Le Mont Saint-Michel, ou comment le ciel veille sur la France

Aujourd’hui, l’un des monuments les plus visités au monde, le Mont-Saint-Michel, a traversé l’histoire européenne depuis plus d’un millénaire et a connu tous les régimes politiques. Monastère, lieu de pèlerinage, chef-d’œuvre d’architecture et patrimoine national, la « Merveille de l’Occident », placé sous le regard de saint Michel, est un lieu de rencontre entre Dieu et les hommes. L’archange est célébré au Mont lors du triduum de la Saint-Michel entre le 29 septembre et le 1er octobre.

© Unsplash/André Ouellet
© Unsplash/André Ouellet

Les raisons d'y croire :

  • En 708, l’évêque d’Avranches, Aubert, voit en songe l’archange saint Michel qui désigne le mont Tombe comme lieu pour ériger un sanctuaire en son nom. Doutant de l’authenticité de ce message, Aubert ne s’exécute pas tout de suite. À sa troisième intervention auprès de l’évêque, saint Michel appuie son doigt sur la tête d’Aubert. La marque que laissa l’ange est encore visible sur le crâne de saint Aubert, conservé en la basilique Saint-Gervais, à Avranches.

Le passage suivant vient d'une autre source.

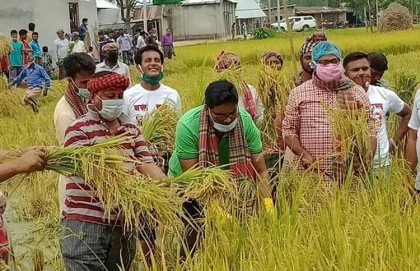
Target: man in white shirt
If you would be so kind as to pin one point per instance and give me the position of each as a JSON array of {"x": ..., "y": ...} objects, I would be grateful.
[
  {"x": 412, "y": 151},
  {"x": 383, "y": 102},
  {"x": 143, "y": 98},
  {"x": 62, "y": 50},
  {"x": 111, "y": 62},
  {"x": 78, "y": 45},
  {"x": 125, "y": 43}
]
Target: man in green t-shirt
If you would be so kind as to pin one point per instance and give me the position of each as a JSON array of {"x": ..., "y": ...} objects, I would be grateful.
[{"x": 219, "y": 133}]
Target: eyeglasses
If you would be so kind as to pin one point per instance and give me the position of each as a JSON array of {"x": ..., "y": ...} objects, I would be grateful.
[{"x": 332, "y": 61}]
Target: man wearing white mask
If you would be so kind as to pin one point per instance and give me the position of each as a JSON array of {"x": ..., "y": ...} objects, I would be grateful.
[
  {"x": 307, "y": 129},
  {"x": 219, "y": 133},
  {"x": 79, "y": 68},
  {"x": 143, "y": 98},
  {"x": 84, "y": 215}
]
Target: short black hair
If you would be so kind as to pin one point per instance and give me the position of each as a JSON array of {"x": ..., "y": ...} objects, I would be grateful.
[
  {"x": 353, "y": 57},
  {"x": 220, "y": 92},
  {"x": 23, "y": 32},
  {"x": 31, "y": 26},
  {"x": 138, "y": 56},
  {"x": 378, "y": 61},
  {"x": 78, "y": 62}
]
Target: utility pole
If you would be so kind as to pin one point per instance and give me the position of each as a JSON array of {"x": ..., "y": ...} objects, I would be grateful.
[
  {"x": 278, "y": 14},
  {"x": 145, "y": 16}
]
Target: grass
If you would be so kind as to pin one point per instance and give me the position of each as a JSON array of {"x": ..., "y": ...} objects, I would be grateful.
[{"x": 365, "y": 225}]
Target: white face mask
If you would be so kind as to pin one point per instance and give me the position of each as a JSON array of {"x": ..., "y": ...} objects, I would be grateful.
[
  {"x": 224, "y": 128},
  {"x": 111, "y": 109}
]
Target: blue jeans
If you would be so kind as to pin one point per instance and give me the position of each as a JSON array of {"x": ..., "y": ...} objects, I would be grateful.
[{"x": 88, "y": 246}]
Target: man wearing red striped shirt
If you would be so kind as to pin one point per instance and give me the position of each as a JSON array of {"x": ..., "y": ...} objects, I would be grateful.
[{"x": 104, "y": 245}]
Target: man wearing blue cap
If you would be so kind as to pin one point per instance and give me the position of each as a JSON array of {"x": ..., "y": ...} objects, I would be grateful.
[{"x": 306, "y": 127}]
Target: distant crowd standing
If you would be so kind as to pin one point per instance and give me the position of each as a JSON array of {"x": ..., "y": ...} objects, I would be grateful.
[
  {"x": 100, "y": 102},
  {"x": 31, "y": 65}
]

  • Au Moyen Âge, le site naturel sur lequel sont implantés le village et l’abbaye est très inhospitalier et extrêmement difficile d’accès. Rien ne freine pourtant l’essor spirituel, culturel et économique de la communauté montoise qui semble être bénie.
  • Le Mont-Saint-Michel reste étonnamment préservé de nombreux périls : il est épargné par les raids Normands au Xe siècle ; peu armé, il résiste tout de même au siège des Anglais durant la guerre de Cent Ans et à la convoitise des huguenots durant les guerres de religion au XVIe siècle. Il est marquant que ce lieu soit demeuré français et catholique à travers les siècles.

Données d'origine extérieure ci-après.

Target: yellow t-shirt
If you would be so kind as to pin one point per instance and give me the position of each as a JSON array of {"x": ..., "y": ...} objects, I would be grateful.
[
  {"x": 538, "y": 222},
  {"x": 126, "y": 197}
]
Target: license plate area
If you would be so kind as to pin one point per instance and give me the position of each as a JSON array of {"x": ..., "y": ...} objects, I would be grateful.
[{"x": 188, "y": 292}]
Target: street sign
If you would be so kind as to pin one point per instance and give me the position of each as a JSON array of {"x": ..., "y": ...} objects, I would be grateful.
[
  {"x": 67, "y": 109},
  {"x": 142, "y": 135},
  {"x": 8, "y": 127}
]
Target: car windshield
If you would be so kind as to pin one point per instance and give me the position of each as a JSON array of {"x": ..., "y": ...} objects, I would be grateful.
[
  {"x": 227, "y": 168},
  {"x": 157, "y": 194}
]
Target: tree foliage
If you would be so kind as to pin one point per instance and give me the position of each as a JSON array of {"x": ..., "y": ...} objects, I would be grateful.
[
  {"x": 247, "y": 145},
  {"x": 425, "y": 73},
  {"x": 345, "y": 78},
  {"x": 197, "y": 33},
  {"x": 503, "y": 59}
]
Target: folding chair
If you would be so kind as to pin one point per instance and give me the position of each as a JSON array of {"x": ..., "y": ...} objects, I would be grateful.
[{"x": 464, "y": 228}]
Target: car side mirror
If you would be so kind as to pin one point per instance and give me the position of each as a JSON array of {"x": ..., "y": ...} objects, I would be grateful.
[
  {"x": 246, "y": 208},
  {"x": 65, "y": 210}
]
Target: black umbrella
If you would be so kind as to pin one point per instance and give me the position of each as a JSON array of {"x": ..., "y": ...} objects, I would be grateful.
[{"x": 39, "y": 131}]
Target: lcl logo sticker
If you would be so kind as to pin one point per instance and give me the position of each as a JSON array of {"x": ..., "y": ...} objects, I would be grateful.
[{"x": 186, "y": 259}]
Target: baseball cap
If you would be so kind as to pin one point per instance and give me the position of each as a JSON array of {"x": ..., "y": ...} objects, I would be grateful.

  • De même, les douze incendies recensés au Mont au cours du temps ont tous entraîné des dégâts très circonscrits, et ce malgré la faiblesse des moyens techniques des secours et de l’approvisionnement en eau.

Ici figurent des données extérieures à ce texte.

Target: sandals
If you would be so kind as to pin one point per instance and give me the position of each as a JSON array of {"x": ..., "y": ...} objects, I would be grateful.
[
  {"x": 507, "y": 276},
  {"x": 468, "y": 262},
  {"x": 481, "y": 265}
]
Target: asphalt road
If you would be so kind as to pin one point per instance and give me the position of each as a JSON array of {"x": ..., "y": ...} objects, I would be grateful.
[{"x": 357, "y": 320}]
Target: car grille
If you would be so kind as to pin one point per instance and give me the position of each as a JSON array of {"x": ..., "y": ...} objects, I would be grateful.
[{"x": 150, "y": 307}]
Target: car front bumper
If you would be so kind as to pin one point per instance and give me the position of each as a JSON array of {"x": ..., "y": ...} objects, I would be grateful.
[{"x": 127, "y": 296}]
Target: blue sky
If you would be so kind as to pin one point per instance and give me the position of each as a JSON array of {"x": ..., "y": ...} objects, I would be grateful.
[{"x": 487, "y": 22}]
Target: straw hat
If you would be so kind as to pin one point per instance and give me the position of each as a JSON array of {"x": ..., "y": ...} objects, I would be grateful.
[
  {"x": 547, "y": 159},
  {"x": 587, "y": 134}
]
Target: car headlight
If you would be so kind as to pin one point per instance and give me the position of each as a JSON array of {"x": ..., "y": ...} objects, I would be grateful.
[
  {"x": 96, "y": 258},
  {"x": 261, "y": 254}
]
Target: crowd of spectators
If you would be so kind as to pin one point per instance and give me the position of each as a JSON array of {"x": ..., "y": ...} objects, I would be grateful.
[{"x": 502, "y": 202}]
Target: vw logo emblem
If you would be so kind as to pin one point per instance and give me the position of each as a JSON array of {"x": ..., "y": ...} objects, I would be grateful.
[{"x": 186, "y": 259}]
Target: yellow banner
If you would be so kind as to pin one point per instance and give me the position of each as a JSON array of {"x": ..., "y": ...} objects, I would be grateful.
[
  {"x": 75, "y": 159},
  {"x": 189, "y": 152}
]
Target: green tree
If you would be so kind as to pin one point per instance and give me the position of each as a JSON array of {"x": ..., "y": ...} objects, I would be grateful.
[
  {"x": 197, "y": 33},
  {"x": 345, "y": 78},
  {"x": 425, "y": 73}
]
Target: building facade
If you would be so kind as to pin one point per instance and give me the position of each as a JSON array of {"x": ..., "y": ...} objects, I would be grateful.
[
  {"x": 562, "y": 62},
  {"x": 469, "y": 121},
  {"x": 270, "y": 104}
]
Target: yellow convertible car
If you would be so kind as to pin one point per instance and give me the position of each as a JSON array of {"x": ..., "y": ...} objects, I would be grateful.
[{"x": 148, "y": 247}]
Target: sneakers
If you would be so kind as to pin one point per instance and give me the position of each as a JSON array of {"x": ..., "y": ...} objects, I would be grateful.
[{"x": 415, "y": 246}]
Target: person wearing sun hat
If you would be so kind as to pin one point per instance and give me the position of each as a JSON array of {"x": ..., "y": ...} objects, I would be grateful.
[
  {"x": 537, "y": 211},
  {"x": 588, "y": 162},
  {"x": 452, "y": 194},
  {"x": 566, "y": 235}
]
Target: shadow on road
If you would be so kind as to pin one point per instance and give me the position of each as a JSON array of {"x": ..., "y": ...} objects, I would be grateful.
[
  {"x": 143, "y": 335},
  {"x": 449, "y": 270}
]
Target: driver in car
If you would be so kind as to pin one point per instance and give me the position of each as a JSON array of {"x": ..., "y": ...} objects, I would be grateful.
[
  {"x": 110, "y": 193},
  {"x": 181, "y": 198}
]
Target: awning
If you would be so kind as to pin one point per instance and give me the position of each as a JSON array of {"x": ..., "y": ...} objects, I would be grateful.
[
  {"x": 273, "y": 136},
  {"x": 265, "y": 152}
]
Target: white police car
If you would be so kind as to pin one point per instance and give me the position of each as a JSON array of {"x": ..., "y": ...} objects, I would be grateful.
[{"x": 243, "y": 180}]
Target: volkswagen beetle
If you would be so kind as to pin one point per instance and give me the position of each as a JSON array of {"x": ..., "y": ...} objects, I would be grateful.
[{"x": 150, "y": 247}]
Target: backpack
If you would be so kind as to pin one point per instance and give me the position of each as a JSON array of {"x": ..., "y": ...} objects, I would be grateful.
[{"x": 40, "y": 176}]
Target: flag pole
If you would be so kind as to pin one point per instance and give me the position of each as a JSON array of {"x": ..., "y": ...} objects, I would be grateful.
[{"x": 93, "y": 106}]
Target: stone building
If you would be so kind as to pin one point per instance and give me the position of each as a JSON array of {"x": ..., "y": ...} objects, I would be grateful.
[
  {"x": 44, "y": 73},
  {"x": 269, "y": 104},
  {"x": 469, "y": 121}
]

  • Le nombre de miracles (en particulier de guérisons) rapportés par les générations successives de pèlerins est impressionnant.
  • L’abbaye, transformée en prison sous la Révolution française, renaît de ses cendres au XIXe siècle de manière toute providentielle. Depuis 709, hormis quelques décennies, le Mont a conservé sa vocation originelle de communauté monastique et de lieu de pèlerinage.
  • Les bâtisseurs du Moyen Âge sont passés outre la topographie accidentée des lieux pour mettre sur pied ce prodige architectural. La sublime élévation gothique baptisée « Merveille » est une prouesse technique : les deux bâtiments de trois étages sont appuyés, comme par miracle, sur la pente d’un rocher de 80 mètres de hauteur.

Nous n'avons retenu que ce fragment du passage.